At the moment I’m in child’s pose with a stack of oreos and a glass of chocolate milk. 37 weeks and 2 days pregnant. Currently having achy, period-like cramps that don’t feel like Braxton Hicks and wondering if this will progress into labor or fizzle out. I lost my mucus plug about a week ago.
The end of pregnancy is so full of unknowns, with the same symptom potentially meaning either that labor is starting or that sensation actually means not much at all (other than body warming up for birth in some way but birth is still days or weeks off). And for any RDs (you may get a kick out of this) I just realized my RD license expires soon so while here in child’s pose having cramps I’m simultaneously taking my Jurisprudence Exam while Jojo naps so I can update it before this baby comes out lol.
Here are 3 things I’ve been thinking about at the end of this pregnancy:
Don’t forget to have fun.
There’s so much fear and jokes around birth and the pain of it. I was listening to a birth story recently and the women said something she wrote down to remember for her birth was, “don’t forget to have fun.” Which may seem silly to some, but I found it encouraging. Giving birth is such a cool thing the body does and I know it’s gonna start and be over in the blink of an eye. One thing I liked about Jo’s birth was it was like a train heading somewhere, as in, once it started, you couldn’t get off until you got there, but in a nice, this-will-be-over-soon-just-hang-on way! A lot of women seem to experience birth sensations differently (miserably painful to debilitating, yet tolerable to whatever your experience was), and while I agree it’s intense, I think it’s also something worth being excited about and looking forward to and I think a part of me started getting more nervous than excited so I’m glad I heard the little phrase of “don’t forget to have fun”.
Birth continues to hold the number one spot of the most mind-blowingly surreal experience of my life. And the anticipation of waiting to meet baby…I don’t know if anything is better.
The only sensation I remember really hating in Jo’s labor was the feeling of “I’m about to pass out.” With my first birth the only option was to birth on my back (it was a requirement at the practice I birthed with), but with my new birth providers (midwives in a hospital setting), I can be in whatever position I’d like to be in. I bring this up because anytime I’m in a laying back position these days (even if elevated to a 45º angle and I’m NOT in labor) I quickly get lightheaded and feel like I’m going to pass out, but maybe I’m-about-to-pass-out is just a normal labor sensation and is unavoidable…or maybe it was caused by having to be in a certain position. I’m about to find out! I’ll report back from Labor Land.
Birth Plan vs. Postpartum Plan
We didn’t make a birth plan, other than 1) knowing who Jojo will stay with and 2) what I’ve been saying to my providers which is, “if I’m feeling up for it, it’d be cool if I got to pull her out”, but we did make a postpartum plan spurred on by a very emotional marriage argument recently and some things I now realize really would’ve helped me during Jo’s postpartum if I could’ve calmed down enough to let myself take a break and leave baby. The postpartum plan includes:
- bimonthly date nights
- me already joining a bible study at night so one night a week I can get out
- occasional cleaning service
- Jo will continue going to preschool a couple days a week so that schedule will give me some routine (which I really missed w Jo’s postpartum when we were home day after day after day and everyday seemed the exact same)
- medication as needed
- having an encouraging book and a fiction book ready to read (likely in short spurts) in the wee hours of the morning or times I’m nursing when I’m alone with baby.

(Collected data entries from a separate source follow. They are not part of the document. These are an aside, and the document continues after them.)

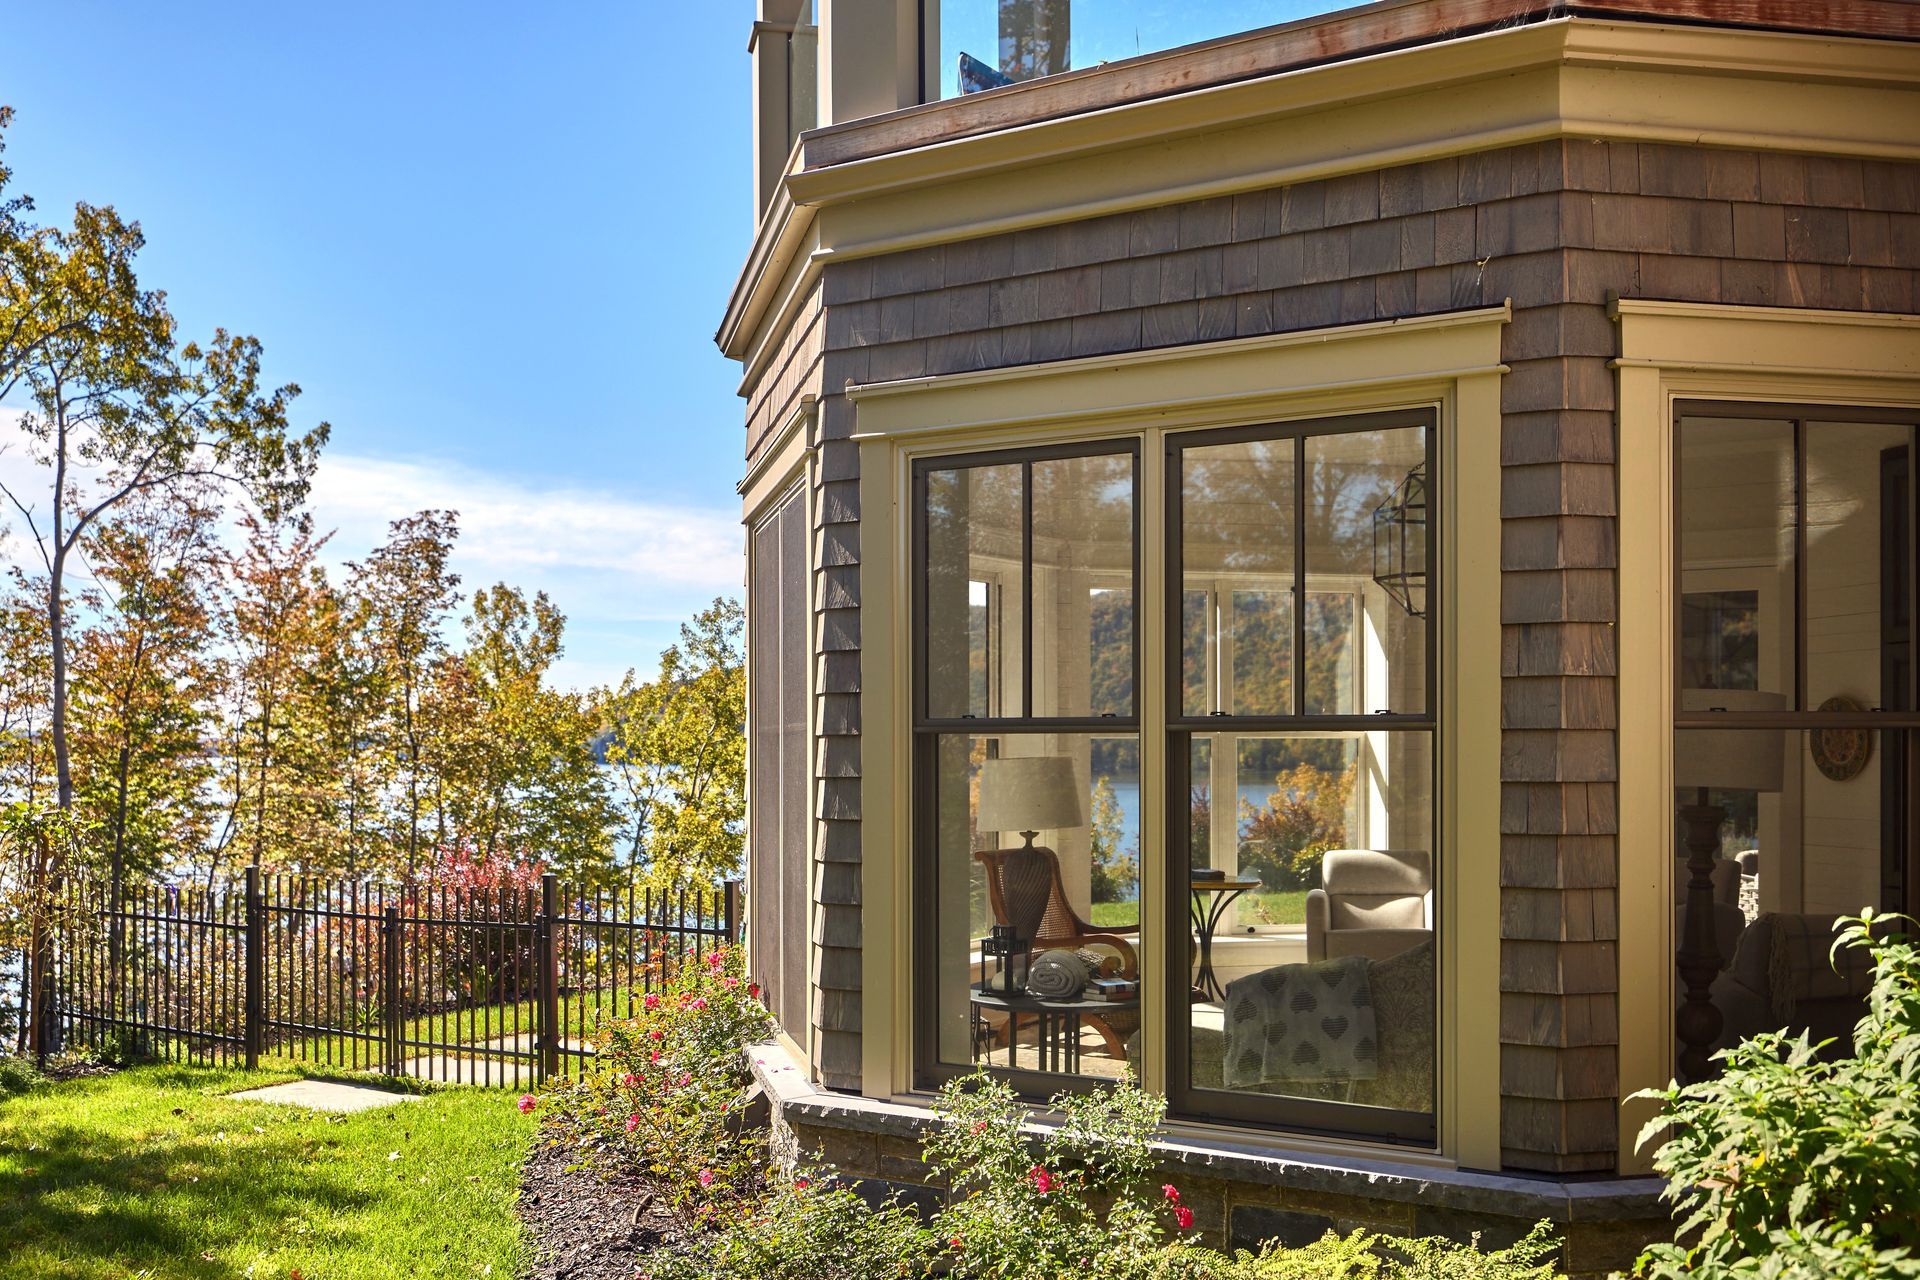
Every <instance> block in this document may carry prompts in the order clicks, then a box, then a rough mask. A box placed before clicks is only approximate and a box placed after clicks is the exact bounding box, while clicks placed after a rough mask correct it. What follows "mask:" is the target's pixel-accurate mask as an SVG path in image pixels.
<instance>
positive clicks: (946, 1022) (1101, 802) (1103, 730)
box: [914, 441, 1142, 1092]
mask: <svg viewBox="0 0 1920 1280" xmlns="http://www.w3.org/2000/svg"><path fill="white" fill-rule="evenodd" d="M914 503H916V509H914V526H916V528H914V564H916V574H914V583H916V599H914V823H916V827H914V829H916V862H914V900H916V952H918V954H916V967H918V979H916V1019H918V1023H916V1059H918V1069H920V1077H922V1079H924V1080H937V1079H943V1077H947V1075H954V1073H962V1071H970V1069H973V1067H975V1065H987V1067H993V1069H1000V1071H1008V1073H1016V1075H1020V1077H1054V1080H1052V1082H1050V1084H1037V1090H1039V1092H1044V1090H1046V1088H1056V1086H1058V1084H1060V1080H1058V1077H1071V1079H1116V1077H1119V1075H1121V1073H1123V1071H1125V1067H1127V1063H1129V1057H1133V1055H1137V1054H1139V1031H1140V981H1142V967H1140V960H1142V956H1140V913H1139V858H1140V735H1139V725H1140V720H1139V618H1137V612H1135V601H1137V581H1139V447H1137V443H1133V441H1119V443H1114V441H1106V443H1100V445H1087V447H1075V449H1029V451H1012V453H989V455H964V457H952V459H931V461H924V462H918V464H916V468H914Z"/></svg>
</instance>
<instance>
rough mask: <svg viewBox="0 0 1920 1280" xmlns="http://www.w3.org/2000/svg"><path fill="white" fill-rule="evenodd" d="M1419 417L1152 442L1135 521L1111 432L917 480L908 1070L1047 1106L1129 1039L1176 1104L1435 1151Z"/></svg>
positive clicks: (1431, 490)
mask: <svg viewBox="0 0 1920 1280" xmlns="http://www.w3.org/2000/svg"><path fill="white" fill-rule="evenodd" d="M1434 420H1436V418H1434V413H1432V411H1425V409H1423V411H1405V413H1392V415H1365V416H1344V418H1317V420H1309V422H1284V424H1273V426H1258V428H1231V430H1183V432H1171V430H1169V432H1160V434H1154V436H1152V439H1154V441H1156V445H1164V482H1165V491H1167V493H1165V497H1167V503H1165V509H1164V510H1154V512H1148V510H1142V507H1140V501H1139V493H1140V447H1142V445H1140V438H1125V439H1112V441H1098V443H1085V445H1071V447H1044V449H1029V451H1000V453H973V455H950V457H935V459H922V461H918V462H916V464H914V512H912V522H914V574H912V580H914V629H912V637H914V639H912V654H914V681H912V685H914V733H912V741H914V762H912V773H914V819H912V821H914V825H912V831H914V846H916V856H914V877H916V883H914V935H916V983H914V1009H916V1034H914V1042H916V1075H918V1079H920V1080H922V1082H935V1080H939V1079H945V1077H948V1075H954V1073H962V1071H968V1069H972V1067H975V1065H985V1067H991V1069H995V1071H1002V1073H1008V1075H1010V1077H1012V1079H1016V1080H1020V1082H1023V1084H1025V1086H1027V1088H1031V1092H1035V1094H1044V1092H1050V1090H1054V1088H1060V1086H1062V1084H1071V1082H1073V1080H1096V1079H1112V1077H1117V1075H1119V1073H1123V1071H1125V1069H1129V1067H1131V1069H1135V1071H1139V1067H1140V1061H1142V1048H1144V1046H1146V1044H1150V1042H1154V1044H1158V1046H1164V1050H1165V1065H1167V1080H1165V1084H1167V1092H1169V1098H1171V1102H1173V1105H1175V1111H1177V1113H1188V1115H1206V1117H1231V1119H1244V1121H1254V1123H1269V1125H1279V1126H1290V1128H1311V1130H1329V1132H1352V1134H1365V1136H1382V1138H1390V1140H1407V1142H1417V1144H1430V1142H1432V1138H1434V1121H1432V1115H1434V1061H1436V1052H1434V1044H1436V1019H1438V1007H1436V1006H1438V998H1436V933H1434V919H1436V917H1434V887H1436V885H1438V879H1440V877H1438V858H1440V850H1438V848H1436V814H1434V771H1436V762H1434V731H1436V714H1434V706H1432V699H1430V689H1432V683H1434V681H1432V664H1434V628H1432V626H1430V618H1428V606H1427V601H1428V599H1430V585H1432V583H1430V574H1432V564H1430V562H1428V530H1430V528H1434V526H1432V524H1430V518H1432V512H1430V510H1428V503H1430V499H1428V493H1430V491H1434V489H1432V486H1430V484H1428V482H1430V478H1432V470H1434V461H1436V451H1434V443H1436V441H1434ZM1156 462H1160V459H1158V457H1156ZM1142 537H1144V539H1154V543H1158V545H1160V547H1164V549H1165V557H1164V564H1165V581H1164V591H1162V593H1160V599H1164V601H1165V610H1164V612H1165V616H1164V618H1144V620H1142V618H1140V616H1139V601H1140V591H1139V574H1140V541H1142ZM1142 626H1154V628H1162V631H1156V635H1165V645H1164V647H1156V649H1158V651H1160V652H1164V654H1165V658H1164V660H1160V662H1158V666H1160V670H1142V662H1140V654H1142V647H1140V633H1142ZM1142 679H1146V681H1162V687H1164V689H1165V702H1164V708H1165V710H1164V716H1162V714H1156V722H1158V723H1142V702H1140V687H1142V683H1140V681H1142ZM1142 733H1154V735H1162V737H1160V739H1158V741H1164V743H1165V760H1167V768H1165V789H1164V793H1160V789H1158V787H1154V789H1152V791H1144V789H1142V768H1140V756H1142ZM1150 812H1152V814H1156V816H1164V821H1156V823H1146V821H1142V818H1144V816H1146V814H1150ZM1148 829H1156V831H1165V848H1164V850H1148V848H1142V833H1144V831H1148ZM1142 875H1158V877H1164V894H1162V900H1165V902H1167V904H1169V910H1167V917H1165V919H1142V917H1140V912H1139V898H1140V894H1139V887H1140V877H1142ZM1154 984H1160V992H1154V994H1164V1000H1148V1002H1146V1004H1148V1006H1154V1007H1162V1009H1165V1017H1164V1019H1158V1021H1164V1025H1150V1023H1146V1021H1142V1000H1140V996H1142V986H1144V988H1146V990H1148V992H1152V990H1154Z"/></svg>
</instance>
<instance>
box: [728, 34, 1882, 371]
mask: <svg viewBox="0 0 1920 1280" xmlns="http://www.w3.org/2000/svg"><path fill="white" fill-rule="evenodd" d="M1914 119H1920V46H1914V44H1907V42H1897V40H1859V38H1836V36H1807V35H1786V33H1768V31H1738V29H1716V27H1711V29H1709V27H1663V25H1653V23H1617V21H1615V23H1609V21H1599V19H1553V21H1548V23H1534V25H1526V27H1517V29H1509V31H1496V33H1482V35H1475V36H1461V38H1455V40H1444V42H1438V44H1425V46H1417V48H1407V50H1396V52H1390V54H1373V56H1365V58H1354V59H1346V61H1336V63H1329V65H1321V67H1306V69H1296V71H1284V73H1279V75H1269V77H1261V79H1254V81H1244V83H1236V84H1217V86H1208V88H1198V90H1190V92H1185V94H1171V96H1165V98H1154V100H1146V102H1135V104H1127V106H1119V107H1106V109H1098V111H1083V113H1075V115H1066V117H1058V119H1048V121H1039V123H1031V125H1020V127H1012V129H1002V130H996V132H987V134H977V136H968V138H958V140H950V142H941V144H933V146H924V148H912V150H906V152H895V154H889V155H876V157H872V159H860V161H851V163H845V165H833V167H828V169H816V171H795V173H789V177H787V184H785V186H787V188H789V192H787V194H785V196H783V200H785V201H781V200H776V203H774V207H772V209H770V213H768V217H766V219H762V223H760V230H758V238H756V242H755V249H753V253H751V255H749V259H747V265H745V267H743V271H741V276H739V280H737V282H735V286H733V294H732V297H730V299H728V311H726V319H724V320H722V324H720V334H718V340H720V345H722V349H724V351H726V353H728V355H732V357H735V359H743V357H749V355H751V347H753V336H755V334H756V332H758V330H760V328H768V326H776V328H778V320H776V319H774V311H776V307H774V303H776V297H778V294H780V292H781V286H780V280H781V276H785V274H787V273H789V271H791V269H793V265H795V261H801V257H797V255H804V259H803V261H804V273H806V274H808V276H818V273H820V271H822V267H824V265H826V263H829V261H849V259H858V257H870V255H876V253H891V251H900V249H910V248H924V246H933V244H945V242H954V240H970V238H977V236H987V234H996V232H1008V230H1020V228H1027V226H1041V225H1056V223H1069V221H1079V219H1089V217H1098V215H1106V213H1121V211H1129V209H1148V207H1158V205H1167V203H1177V201H1187V200H1202V198H1208V196H1223V194H1233V192H1248V190H1261V188H1273V186H1286V184H1292V182H1306V180H1315V178H1327V177H1338V175H1346V173H1363V171H1375V169H1386V167H1394V165H1407V163H1417V161H1425V159H1434V157H1440V155H1463V154H1469V152H1482V150H1492V148H1505V146H1519V144H1526V142H1540V140H1548V138H1582V140H1592V138H1619V140H1642V142H1668V144H1688V146H1740V148H1755V150H1776V152H1795V154H1820V155H1868V157H1887V159H1920V129H1916V127H1914V125H1912V121H1914ZM962 178H964V180H962ZM803 240H806V242H810V244H812V248H810V249H803Z"/></svg>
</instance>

Knowing my weight this pregnancy.
For those in ED recovery I recommend not knowing your weight and focusing on listening to hunger cues and fullness cues + honoring cravings…be it for food, movement, or rest. It’s an important reminder that all bodies gain weight differently in pregnancy. When my pregnancy app around weeks 35-37 weeks started saying, “most women see weight gain come to a slow or stop at this point”, I had to laugh because that’s when I found my weight increased the most it had throughout the entire pregnancy. All bodies gain differently. It was interesting seeing how my body gains weight in pregnancy, but knowing my weight is not something that I use to determine how I take care of myself or something that helps me take care of myself, so I won’t be continuing weighing myself past the end of pregnancy.
Who knows, maybe I’ll have our new baby in my arms by tomorrow morning. Oh the end of pregnancy…who knows when anything will actually go down (literally). Such a waiting game.